Ein weiterer Pluspunkt für Eberbach sei die Tatsache, dass es in der Pflege – im Gegensatz zu anderen Standorten – hier keine Leasingkräfte gebe. "Eine Schließung des Standortes würde Personal verlieren", ist sie überzeugt. Sie glaubt nicht, dass die davon Betroffenen in andere, weiter entfernte Krankenhäuser wechseln würden.

Auch die Vorgabe, dass die Entfernung zum nächstgelegenen Krankenhaus für Patienten maximal 30 Minuten betragen dürfe, spreche für den Erhalt Eberbachs. "Bis Heidelberg sind es 45 und bis Sinsheim auch nicht viel weniger", so Machauer. Für die eigenen Mitarbeiter nahm sie sich gestern am Infostand Zeit und versuchte, die Ängste – soweit vorhanden – zu nehmen. "Die Mitarbeiter vertrauen auf den Rhein-Neckar-Kreis", sagt sie.
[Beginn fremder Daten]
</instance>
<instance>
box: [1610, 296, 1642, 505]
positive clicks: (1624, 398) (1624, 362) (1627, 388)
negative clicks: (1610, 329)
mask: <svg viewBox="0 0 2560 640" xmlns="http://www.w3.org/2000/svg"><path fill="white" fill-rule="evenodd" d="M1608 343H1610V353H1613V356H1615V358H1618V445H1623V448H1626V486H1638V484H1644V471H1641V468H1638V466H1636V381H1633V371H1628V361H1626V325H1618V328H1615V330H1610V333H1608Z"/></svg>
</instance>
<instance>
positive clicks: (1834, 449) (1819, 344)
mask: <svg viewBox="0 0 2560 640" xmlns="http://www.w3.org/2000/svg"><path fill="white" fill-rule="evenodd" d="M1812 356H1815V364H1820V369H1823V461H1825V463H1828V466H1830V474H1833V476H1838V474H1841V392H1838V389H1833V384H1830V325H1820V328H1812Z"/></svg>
Zudem sei die Entwicklung in Eberbach gut. "Wir schließen nach der Corona-Knick in diesem Jahr an die Zahlen von 2019 an, andere Kliniken haben deutlich weniger."

Info: Die GRN-Klinik in Eberbach hat derzeit rund 380 Mitarbeiter und 140 aufgestellte Betten. Im Schnitt sind, laut Klinikleiterin ungefähr 100 Patienten stationär da.